Etti is a sweet little girl entering second grade. On her first day back to school, her father sends her by bus to a girls' live-in school in Jerusalem. Etti, like many other girls, lives in the school for social reasons – because their mothers can't cope, because their families have limited financial resources, because of problems at home.
This film, Day and Night, directed by Sivan Arbel, is the story of the Weingarten school in Jerusalem, which was established in 1902 as the first orphanage for girls in Israel. Today, the girls are both religious and secular and only a few are actually orphans.
Using authentic archival footage of the place over the years, the film follows little Etti on her first day, and also follows a group of grown women, who after 25 years, have come back to visit. It's hard for all of them. The visit brings back memories and the women talk about the feelings of abandonment, the loneliness and the sadness of being without their mothers.

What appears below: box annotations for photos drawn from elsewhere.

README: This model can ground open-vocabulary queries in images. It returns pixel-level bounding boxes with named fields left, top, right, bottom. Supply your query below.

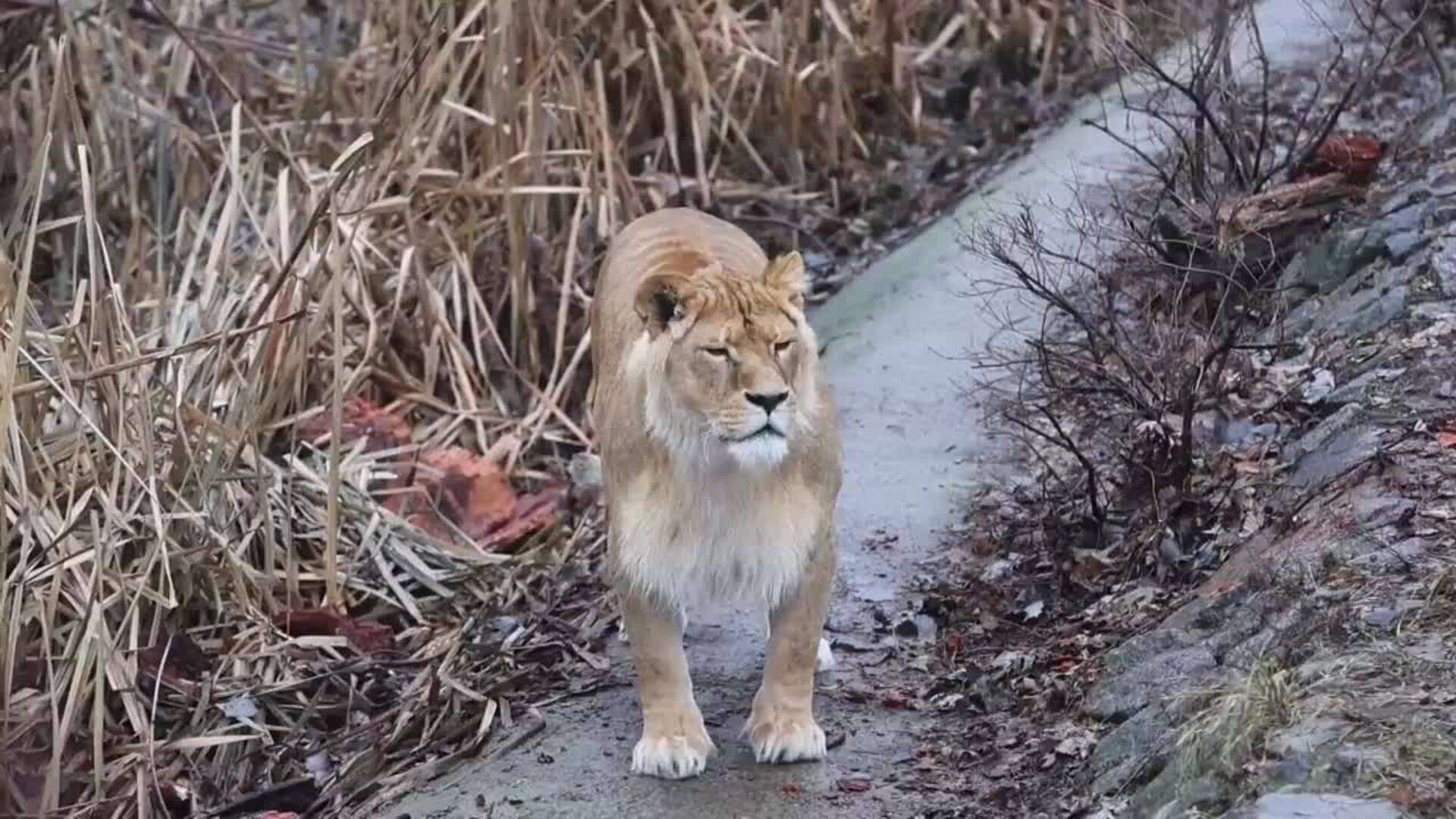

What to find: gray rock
left=1288, top=403, right=1383, bottom=493
left=896, top=615, right=937, bottom=640
left=1353, top=495, right=1415, bottom=529
left=1325, top=367, right=1405, bottom=406
left=1385, top=231, right=1431, bottom=264
left=1332, top=745, right=1392, bottom=780
left=1223, top=628, right=1279, bottom=670
left=1207, top=606, right=1264, bottom=661
left=1420, top=99, right=1456, bottom=146
left=1431, top=237, right=1456, bottom=299
left=1350, top=538, right=1426, bottom=573
left=1264, top=717, right=1353, bottom=759
left=1271, top=754, right=1315, bottom=786
left=1279, top=227, right=1385, bottom=293
left=1102, top=628, right=1198, bottom=675
left=1082, top=645, right=1219, bottom=723
left=1310, top=284, right=1410, bottom=338
left=1087, top=707, right=1178, bottom=794
left=1235, top=792, right=1401, bottom=819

On the other hand, they describe the respectful treatment that characterized the Weingarten live-in school.
Etti makes a new friend and together they hide and play in the cubbies where the girls keep their clothes. She is a very articulate child, and admits quite openly that she doesn't miss her mother or her sisters during the day. At night is when it's hard.
The film (documentary, 51 minutes) is available from Odette and Yuval Orr at their production company, Unicornpro, which also produced and distributes the film, Hamakom.